3. Invest in a good cuticle oil
A nourishing hand cream and hydrating cuticle oil are two mani must-haves for lengthening the life of your acrylics and preventing nails from drying out. “One of my favourite cuticle oils is Dadi’Oil, £8.76,” says Sabrina. “A perfect skin moisturiser for dry hands, it’s a 95% certified organic treatment which absorbs quickly and penetrates deep into the skin and nail, enhancing flexibility and preventing brittleness.” Sabrina’s also a fan of CND’s SolarOil, £12.95, too. Hand cream-wise, a tube of The Body Shop’s Hemp Hard-working Hand Protecteur, £5, provides a sizeable surge of moisture for dehydrated fingers and hands.
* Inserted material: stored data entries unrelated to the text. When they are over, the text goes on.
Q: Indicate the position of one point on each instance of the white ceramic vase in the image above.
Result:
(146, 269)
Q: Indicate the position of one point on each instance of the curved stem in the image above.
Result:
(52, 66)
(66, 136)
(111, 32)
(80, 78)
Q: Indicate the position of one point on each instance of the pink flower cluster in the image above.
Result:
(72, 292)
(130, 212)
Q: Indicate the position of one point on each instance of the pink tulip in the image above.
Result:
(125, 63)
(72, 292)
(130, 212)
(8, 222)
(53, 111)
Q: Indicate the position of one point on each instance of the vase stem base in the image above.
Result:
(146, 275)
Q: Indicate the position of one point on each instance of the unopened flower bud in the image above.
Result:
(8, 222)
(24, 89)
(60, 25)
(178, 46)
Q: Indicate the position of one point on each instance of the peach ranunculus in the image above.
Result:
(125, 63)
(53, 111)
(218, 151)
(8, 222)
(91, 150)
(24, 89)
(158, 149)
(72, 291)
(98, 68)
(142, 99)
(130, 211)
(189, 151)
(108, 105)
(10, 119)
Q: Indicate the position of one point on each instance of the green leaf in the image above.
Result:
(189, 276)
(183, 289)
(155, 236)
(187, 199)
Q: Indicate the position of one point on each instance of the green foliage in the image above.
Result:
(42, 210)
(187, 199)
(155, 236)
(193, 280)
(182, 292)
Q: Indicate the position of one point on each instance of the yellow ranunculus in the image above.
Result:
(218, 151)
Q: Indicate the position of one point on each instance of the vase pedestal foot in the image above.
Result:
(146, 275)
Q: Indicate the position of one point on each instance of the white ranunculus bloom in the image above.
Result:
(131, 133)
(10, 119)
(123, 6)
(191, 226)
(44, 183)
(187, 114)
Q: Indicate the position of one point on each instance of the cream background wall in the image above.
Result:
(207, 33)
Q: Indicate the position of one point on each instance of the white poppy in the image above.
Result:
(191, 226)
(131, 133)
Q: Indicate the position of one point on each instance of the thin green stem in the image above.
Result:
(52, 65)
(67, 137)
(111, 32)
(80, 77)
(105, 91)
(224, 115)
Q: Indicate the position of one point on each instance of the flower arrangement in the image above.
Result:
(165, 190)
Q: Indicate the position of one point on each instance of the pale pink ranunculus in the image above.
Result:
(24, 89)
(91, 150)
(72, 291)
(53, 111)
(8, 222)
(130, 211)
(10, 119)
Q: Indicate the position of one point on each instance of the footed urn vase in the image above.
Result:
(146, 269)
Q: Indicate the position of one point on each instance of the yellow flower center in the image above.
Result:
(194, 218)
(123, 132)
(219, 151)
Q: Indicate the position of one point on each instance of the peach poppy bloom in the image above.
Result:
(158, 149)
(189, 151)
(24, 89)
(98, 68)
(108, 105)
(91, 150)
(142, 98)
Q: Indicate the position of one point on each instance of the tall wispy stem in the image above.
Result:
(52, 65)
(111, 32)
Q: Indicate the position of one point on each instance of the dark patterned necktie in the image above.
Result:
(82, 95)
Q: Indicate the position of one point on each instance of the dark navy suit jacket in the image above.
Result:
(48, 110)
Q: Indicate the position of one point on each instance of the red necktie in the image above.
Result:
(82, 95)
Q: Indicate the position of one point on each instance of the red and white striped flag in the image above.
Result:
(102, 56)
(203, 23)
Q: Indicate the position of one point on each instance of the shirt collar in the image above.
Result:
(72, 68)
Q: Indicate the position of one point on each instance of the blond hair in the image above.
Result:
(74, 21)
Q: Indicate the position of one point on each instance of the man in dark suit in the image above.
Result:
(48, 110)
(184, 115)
Rich in essential fatty acids, it doesn’t leave my bag.
4. Abide by the two-week rule
The best amount of time left before tackling gaps caused by regrowth depends on how fast your nails grow. However as a general rule of thumb, Sabrina advises abiding by the two-week rule before getting them rebalanced. Different to infills, rebalancing adjusts the size and shape of your acrylic across the whole nail (instead of just at the cuticle) for a more natural and less bulky finish. “I recommend two weeks of growth should be rebalanced as any longer can compromise the nails and can cause lifting or breakages if your nails have grown in length,” says Sabrina. “Some clients’ nails take a little longer to grow and can go without a rebalance for up to three weeks though.”
To keep you mani looking just as glossy as it did on day one, Sabrina also recommends topping up shine levels with a good top coat such as Seche Vite’s, £9, (it’s also incredibly fast-drying too).
5. Go tool-free when it comes to removal
The use of metal or abrasive-looking implements is a surefire way to end up with weak and brittle nails - ensure your technician’s station is tool-free. “The safest way to remove acrylics is to saturate a lint free pad in acetone, placing the pad on the nail and wrapping it in foil,” says Sabrina. “You need to allow up to 30 minutes and sometimes more before you can remove the acrylic from the nail. Forcing the product off using a metal tool or an orange stick will effectively cause damage to the nail plate. The product should be soft enough to roll off.” Unnecessary drills and files should be avoided at all costs.